Menanggapi hal tersebut para buruh dan seluruh kampus di Indonesia turun ke jalan menyuarakan suara mereka termasuk mahasiswa Sumatera barat yang menggelar aksi demo di depan DPRD Sumbar (Tribun Padang 30/03/23). Pengesahan ini dinilai sebagai bentuk pendiskriminasian terhadap buruh dengan adanya pasal tenaga alih daya yang hanya di diperuntukkan oleh pekerjaan tertentu. Pengaturan tentang upah tertentu ditambahkan frasa "indeks tertentu" memunculkan ambiguitas atau ketidakjelasan makna sebenarnya. Jelas aturan ini sangat memberatkan karena akan menutup lapangan pekerjaan bagi buruh (BBC.com 04/01/23).
Menteri Koordinator Bidang Perekonomian Airlangga Hartarto menyebut UU Ciptaker akan mendorong investasi dan membangun relasi baik dengan investor asing.

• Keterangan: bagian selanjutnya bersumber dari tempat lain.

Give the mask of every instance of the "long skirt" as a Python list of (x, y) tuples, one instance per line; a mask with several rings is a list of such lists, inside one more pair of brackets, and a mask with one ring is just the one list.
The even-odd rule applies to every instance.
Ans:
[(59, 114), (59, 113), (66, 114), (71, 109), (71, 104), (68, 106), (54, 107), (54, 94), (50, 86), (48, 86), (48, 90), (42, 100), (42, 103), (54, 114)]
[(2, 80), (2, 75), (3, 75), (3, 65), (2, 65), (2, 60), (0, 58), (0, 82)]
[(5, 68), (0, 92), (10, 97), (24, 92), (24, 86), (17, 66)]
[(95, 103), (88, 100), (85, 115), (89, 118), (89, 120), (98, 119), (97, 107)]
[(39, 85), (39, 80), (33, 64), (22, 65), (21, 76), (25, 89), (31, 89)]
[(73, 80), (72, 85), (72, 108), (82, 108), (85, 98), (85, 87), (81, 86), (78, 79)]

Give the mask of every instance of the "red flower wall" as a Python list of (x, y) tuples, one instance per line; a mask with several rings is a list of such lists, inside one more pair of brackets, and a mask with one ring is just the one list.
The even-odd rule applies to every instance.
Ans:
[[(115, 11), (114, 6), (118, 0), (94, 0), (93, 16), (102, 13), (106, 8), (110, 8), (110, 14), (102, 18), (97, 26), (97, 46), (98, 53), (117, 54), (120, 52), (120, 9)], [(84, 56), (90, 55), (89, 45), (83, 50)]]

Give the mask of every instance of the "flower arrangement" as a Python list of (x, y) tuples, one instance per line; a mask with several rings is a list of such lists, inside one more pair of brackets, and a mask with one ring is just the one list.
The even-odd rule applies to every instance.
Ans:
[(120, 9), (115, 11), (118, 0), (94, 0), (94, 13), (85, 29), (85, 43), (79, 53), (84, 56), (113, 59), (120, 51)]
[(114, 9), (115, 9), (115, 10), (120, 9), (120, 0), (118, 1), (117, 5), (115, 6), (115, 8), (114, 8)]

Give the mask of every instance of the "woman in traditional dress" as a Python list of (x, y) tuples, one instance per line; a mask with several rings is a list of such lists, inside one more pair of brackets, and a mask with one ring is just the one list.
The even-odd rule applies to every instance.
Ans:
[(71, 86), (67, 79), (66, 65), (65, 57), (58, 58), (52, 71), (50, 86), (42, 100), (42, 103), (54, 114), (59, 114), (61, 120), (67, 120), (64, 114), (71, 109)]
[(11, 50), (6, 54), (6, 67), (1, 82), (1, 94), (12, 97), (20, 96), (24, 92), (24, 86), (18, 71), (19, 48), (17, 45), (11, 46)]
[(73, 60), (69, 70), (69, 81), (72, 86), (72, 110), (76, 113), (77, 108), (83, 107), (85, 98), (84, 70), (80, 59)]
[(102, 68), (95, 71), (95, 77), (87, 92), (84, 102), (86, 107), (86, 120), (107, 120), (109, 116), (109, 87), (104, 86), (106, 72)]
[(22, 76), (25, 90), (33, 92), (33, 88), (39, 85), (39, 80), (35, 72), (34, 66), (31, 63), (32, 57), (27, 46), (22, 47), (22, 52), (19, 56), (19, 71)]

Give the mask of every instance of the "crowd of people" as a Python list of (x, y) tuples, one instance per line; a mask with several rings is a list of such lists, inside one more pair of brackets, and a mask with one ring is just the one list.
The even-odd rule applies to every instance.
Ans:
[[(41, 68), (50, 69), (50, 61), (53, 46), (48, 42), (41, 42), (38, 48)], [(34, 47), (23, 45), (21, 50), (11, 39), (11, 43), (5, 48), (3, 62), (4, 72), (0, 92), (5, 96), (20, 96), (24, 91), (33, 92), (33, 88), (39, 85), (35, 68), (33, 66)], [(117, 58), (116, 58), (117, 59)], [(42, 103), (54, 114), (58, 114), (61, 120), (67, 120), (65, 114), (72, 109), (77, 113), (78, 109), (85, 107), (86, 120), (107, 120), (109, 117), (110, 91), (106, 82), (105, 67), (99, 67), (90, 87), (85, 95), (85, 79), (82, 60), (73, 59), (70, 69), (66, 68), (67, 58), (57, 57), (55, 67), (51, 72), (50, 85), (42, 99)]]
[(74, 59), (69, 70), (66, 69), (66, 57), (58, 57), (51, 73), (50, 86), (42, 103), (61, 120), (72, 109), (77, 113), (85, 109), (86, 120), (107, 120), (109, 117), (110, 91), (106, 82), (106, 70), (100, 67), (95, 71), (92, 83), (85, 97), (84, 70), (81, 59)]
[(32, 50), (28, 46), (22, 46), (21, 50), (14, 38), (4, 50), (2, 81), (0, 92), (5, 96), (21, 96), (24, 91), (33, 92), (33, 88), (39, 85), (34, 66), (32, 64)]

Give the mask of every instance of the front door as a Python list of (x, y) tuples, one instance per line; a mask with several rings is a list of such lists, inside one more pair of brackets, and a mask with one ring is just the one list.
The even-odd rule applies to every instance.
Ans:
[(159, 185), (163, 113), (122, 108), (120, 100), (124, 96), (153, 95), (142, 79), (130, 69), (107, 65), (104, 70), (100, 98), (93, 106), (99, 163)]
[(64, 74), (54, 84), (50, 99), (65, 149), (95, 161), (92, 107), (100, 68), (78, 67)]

Sebagaimana diklaim nilai realisasi investasi asing yang dibenamkan di Indonesia meningkat pesat sejak Undang-Undang Nomor 11 Tahun 2020 tentang Cipta Kerja atau UU Cipta Kerja diterbitkan dua tahun lalu.

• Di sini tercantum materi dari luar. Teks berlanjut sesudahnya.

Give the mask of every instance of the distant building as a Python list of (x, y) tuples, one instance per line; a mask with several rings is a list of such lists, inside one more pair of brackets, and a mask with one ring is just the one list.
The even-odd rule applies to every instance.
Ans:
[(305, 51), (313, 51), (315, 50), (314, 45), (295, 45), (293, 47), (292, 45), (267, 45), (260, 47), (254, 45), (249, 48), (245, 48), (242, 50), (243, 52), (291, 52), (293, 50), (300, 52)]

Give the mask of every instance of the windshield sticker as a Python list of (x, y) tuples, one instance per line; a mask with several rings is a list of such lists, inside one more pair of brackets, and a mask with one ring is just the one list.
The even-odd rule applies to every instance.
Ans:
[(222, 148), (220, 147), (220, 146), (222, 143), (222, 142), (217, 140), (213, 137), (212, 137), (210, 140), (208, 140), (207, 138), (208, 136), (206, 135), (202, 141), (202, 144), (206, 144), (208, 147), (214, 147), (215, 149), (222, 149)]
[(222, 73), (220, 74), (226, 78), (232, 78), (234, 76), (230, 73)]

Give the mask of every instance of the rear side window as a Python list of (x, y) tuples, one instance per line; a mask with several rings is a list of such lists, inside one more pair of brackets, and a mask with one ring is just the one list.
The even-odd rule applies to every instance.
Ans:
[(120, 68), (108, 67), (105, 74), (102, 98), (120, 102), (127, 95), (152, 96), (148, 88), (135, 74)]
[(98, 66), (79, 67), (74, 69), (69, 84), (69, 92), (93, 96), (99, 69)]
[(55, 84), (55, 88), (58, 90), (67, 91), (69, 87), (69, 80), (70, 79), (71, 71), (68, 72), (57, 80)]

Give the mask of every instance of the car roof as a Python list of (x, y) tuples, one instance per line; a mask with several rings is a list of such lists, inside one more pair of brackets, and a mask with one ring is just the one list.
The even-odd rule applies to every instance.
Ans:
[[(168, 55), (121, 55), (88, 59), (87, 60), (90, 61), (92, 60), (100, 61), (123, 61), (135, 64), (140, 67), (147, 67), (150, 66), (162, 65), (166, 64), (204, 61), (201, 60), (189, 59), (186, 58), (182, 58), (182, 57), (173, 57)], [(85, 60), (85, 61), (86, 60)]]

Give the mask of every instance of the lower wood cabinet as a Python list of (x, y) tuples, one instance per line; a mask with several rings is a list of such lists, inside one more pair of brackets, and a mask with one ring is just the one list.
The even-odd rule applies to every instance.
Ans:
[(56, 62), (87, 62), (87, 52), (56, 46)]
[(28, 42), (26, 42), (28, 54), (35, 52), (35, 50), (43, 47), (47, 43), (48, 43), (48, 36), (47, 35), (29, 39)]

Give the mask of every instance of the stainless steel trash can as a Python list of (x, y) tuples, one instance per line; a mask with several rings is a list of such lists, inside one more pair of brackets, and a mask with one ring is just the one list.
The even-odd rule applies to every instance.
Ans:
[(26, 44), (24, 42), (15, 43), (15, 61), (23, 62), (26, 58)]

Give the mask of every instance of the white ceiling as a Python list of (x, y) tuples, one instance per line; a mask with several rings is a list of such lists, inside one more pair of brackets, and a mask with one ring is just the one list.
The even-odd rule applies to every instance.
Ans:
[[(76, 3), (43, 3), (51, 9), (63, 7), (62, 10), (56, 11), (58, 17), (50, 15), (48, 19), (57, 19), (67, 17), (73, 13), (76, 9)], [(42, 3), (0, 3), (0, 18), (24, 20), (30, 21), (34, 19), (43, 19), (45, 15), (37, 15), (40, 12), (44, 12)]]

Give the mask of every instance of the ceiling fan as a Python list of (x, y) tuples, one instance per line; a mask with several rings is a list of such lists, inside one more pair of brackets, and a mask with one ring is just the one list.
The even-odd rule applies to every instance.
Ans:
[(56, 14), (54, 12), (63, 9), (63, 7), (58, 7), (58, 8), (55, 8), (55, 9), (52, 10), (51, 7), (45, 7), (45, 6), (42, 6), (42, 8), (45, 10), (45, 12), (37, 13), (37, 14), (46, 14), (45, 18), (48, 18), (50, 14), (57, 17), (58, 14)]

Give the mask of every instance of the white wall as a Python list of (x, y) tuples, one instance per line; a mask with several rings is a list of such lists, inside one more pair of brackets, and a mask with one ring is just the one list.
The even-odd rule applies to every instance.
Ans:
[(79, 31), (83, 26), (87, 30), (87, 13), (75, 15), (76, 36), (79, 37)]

Sebenarnya UU Ini Untuk Siapa?
UU Cipta Kerja lahir prematur dan menuai penolakan dari lapisan masyarakat, tetapi suara rakyat hanya angin lalu, UU itu tetap saja berlaku. Sudah menjadi kisah yang sama bila suatu negeri dikendalikan kapitalis atau pemilik modal.
Semua regulasi yang lahir hanya untuk memperlancar kapital menjalankan misi mereka yakni meraup keuntungan sebesar-besarnya. Fakta ini membongkar penguasa sekarang tidak lagi pro terhadap rakyat melainkan penguasa dan investor.
Akhirnya para buruh kehilangan pekerjaan, penetapan gaji tidak ada kejelasannya, pesangon, dan pengaturan terhadap jam kerja sama sekali tidak memihak terhadap rakyat. Lalu apa yang disebut dari rakyat, oleh rakyat, kepada rakyat?
Lihatlah gelaran karpet merah pemerintah terhadap asing, menjadikannya sahabat dekat. Sumber daya alam pun dibiarkan dikelolanya, pemerintah tinggal terima bersih dari hasil pajak. Dampak alam dan limbahnya siapa yang manggung? jelas rakyat lagi. Lihat saja gunung emas di Papua kini sudah menjadi kawan yang sangat curam, tetapi rakyat disini sangat jauh dari kata sejahtera.